Entre las cosas llamativas del TLC está que hay dos artículos, el 17.2 y el 18.2, que son iguales, pues la diferencia de sus textos se reduce a que el uno habla del trabajo y el otro del medio ambiente. Y ambos tienen el mismo propósito: transmitir la engañosa idea de que a los redactores […]
Entre las cosas llamativas del TLC está que hay dos artículos, el 17.2 y el 18.2, que son iguales, pues la diferencia de sus textos se reduce a que el uno habla del trabajo y el otro del medio ambiente. Y ambos tienen el mismo propósito: transmitir la engañosa idea de que a los redactores del Tratado sí les duelen esos temas y que su daño no se utilizará para disminuir los costos, con el propósito de exportar más y atraer inversionistas. Es obvio, además, que dichos artículos, aunque se refieren de manera indistinta a los compromisos de Estados Unidos y de Colombia, en los hechos, tienen como objetivo las necesidades del segundo país, que es el que necesita reducir los precios de la mano de obra y de los cuidados ambientales para poder venderles a los estadounidenses y captar sus inversiones.
Los artículos dicen que «las partes reconocen como inapropiado promover el comercio o la inversión mediante el debilitamiento o reducción» de las legislaciones laborales y ambientales, pero se sabe que la palabra «inapropiado» es de esas que se usan para tramar incautos, pues ella, en realidad, no obliga a nada. En la misma lógica de confundir, el texto reitera que ninguno «procurará asegurar que no dejará de aplicar» o derogará normas sobre el trabajo y el medio ambiente «como una forma de incentivar el comercio con la otra parte» o «como un incentivo» para atraer inversiones, cuando también salta a la vista que la frase «procurará asegurar» tampoco compromete a nada.

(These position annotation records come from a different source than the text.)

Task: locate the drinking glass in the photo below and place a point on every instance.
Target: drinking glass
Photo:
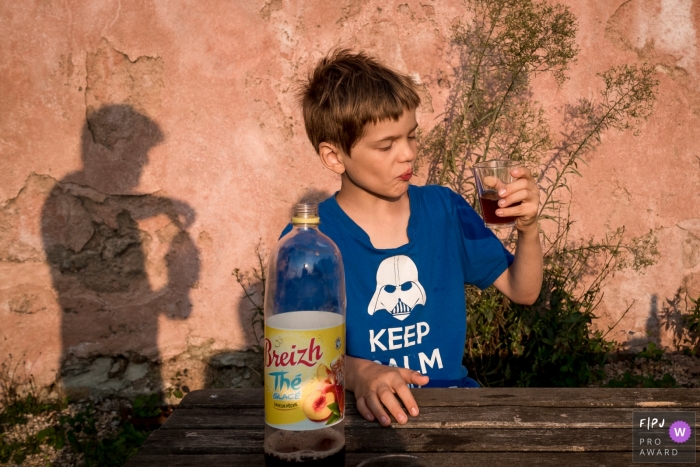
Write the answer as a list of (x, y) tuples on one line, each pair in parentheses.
[(490, 176)]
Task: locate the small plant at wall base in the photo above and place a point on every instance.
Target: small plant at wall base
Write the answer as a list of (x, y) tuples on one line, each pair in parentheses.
[(253, 285), (39, 431), (490, 115)]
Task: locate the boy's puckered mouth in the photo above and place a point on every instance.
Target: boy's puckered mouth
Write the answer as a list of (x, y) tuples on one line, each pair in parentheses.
[(407, 175)]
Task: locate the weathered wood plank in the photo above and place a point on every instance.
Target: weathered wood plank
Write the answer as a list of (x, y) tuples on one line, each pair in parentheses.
[(378, 439), (491, 459), (430, 417), (485, 397)]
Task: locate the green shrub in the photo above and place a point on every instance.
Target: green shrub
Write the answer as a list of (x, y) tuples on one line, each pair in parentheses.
[(490, 115)]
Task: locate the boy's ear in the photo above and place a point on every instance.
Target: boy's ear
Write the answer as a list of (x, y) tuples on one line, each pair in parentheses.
[(332, 157)]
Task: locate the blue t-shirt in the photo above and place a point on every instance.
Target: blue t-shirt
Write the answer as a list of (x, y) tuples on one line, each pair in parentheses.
[(406, 306)]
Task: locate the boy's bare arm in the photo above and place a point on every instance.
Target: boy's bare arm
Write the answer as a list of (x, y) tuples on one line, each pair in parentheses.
[(379, 388), (522, 281)]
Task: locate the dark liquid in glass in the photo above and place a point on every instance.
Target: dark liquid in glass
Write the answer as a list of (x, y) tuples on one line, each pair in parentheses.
[(489, 204), (334, 460)]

Y para que no quedara la menor duda de que el TLC sí autoriza lesionar los ingresos de los trabajadores y el medio ambiente para conseguir negocios, el texto agrega que Estados Unidos -y teóricamente Colombia en la jurisdicción del Imperio- no podrá exigir que se cumplan las leyes vigentes en nuestro país en estos asuntos. La frase es la siguiente: «Ninguna disposición en este capítulo se interpretará en el sentido de facultar a las autoridades de una Parte para realizar actividades orientadas a hacer cumplir la legislación (laboral o ambiental) en el territorio de la otra Parte». Mientras el resto del Tratado le otorga poder abusivo en extremo a la Casa Blanca para obligar a Colombia a cumplir el acuerdo en cualquier sentido, aquí sí aparece la absoluta laxitud.
Esto es así porque, hipocresías aparte, el «libre comercio» consiste en unir los capitales de las trasnacionales con los menores costos de producción de los países que giran en las órbitas imperiales, de manera que esas empresas realicen negocios de importación y exportación de todo tipo de géneros entre ellas mismas, cosa que, aunque se conozca menos, también lesiona a los trabajadores de las potencias. ¿Y cómo logran los países atrasados reducir sus costos para hacerse atractivos y resultar «favorecidos» por los magnates foráneos? En la plutocracia que está montando en Colombia el gobierno de Alvaro Uribe Vélez se sienta cátedra al respecto: venta a menosprecio de empresas, propiedades y recursos naturales de la Nación, impuestos bajos o inexistentes a los monopolistas y reducción de los costos laborales y ambientales, es decir, toda una serie de disposiciones retardatarias que el TLC ratifica como claves e irreversibles en la competencia internacional del neoliberalismo. ¿O no son los salarios de hambre y la destrucción ambiental la explicación principal del éxito de los países que llaman «milagros» exportadores a los que tiene que vencer Colombia si quiere vender en Estados Unidos?
Y en la lógica del «libre comercio» este problema no tiene arreglo. Porque una de dos: o lo acordado hasta ahora se transforma de manera astuta para que nada cambie y engañar a algunos en Estados Unidos y en Colombia o se modifica de verdad a favor del trabajo y el ambiente de los colombianos y, entonces, Colombia pierde competitividad y termina vencida por los países que pueden actuar sin cortapisas en estos aspectos.
Coletilla: para agregarle otra indignidad más al trámite del TLC, lo que se firmó el 22 de noviembre pasado obliga a Colombia pero no a Estados Unidos, ya que los estadounidenses dejaron claro que su Congreso no aprobará, sin cambios o agregados, ese texto. ¿Qué norma autoriza a lo funcionarios colombianos a suscribir un contrato que compromete al país -porque el TLC es un contrato-, que la otra parte advirtió que no cumplirá? ¿No es el colmo que se le imponga al Congreso colombiano tramitar un acuerdo que, además de daños al país, constituye una burla a la dignidad nacional?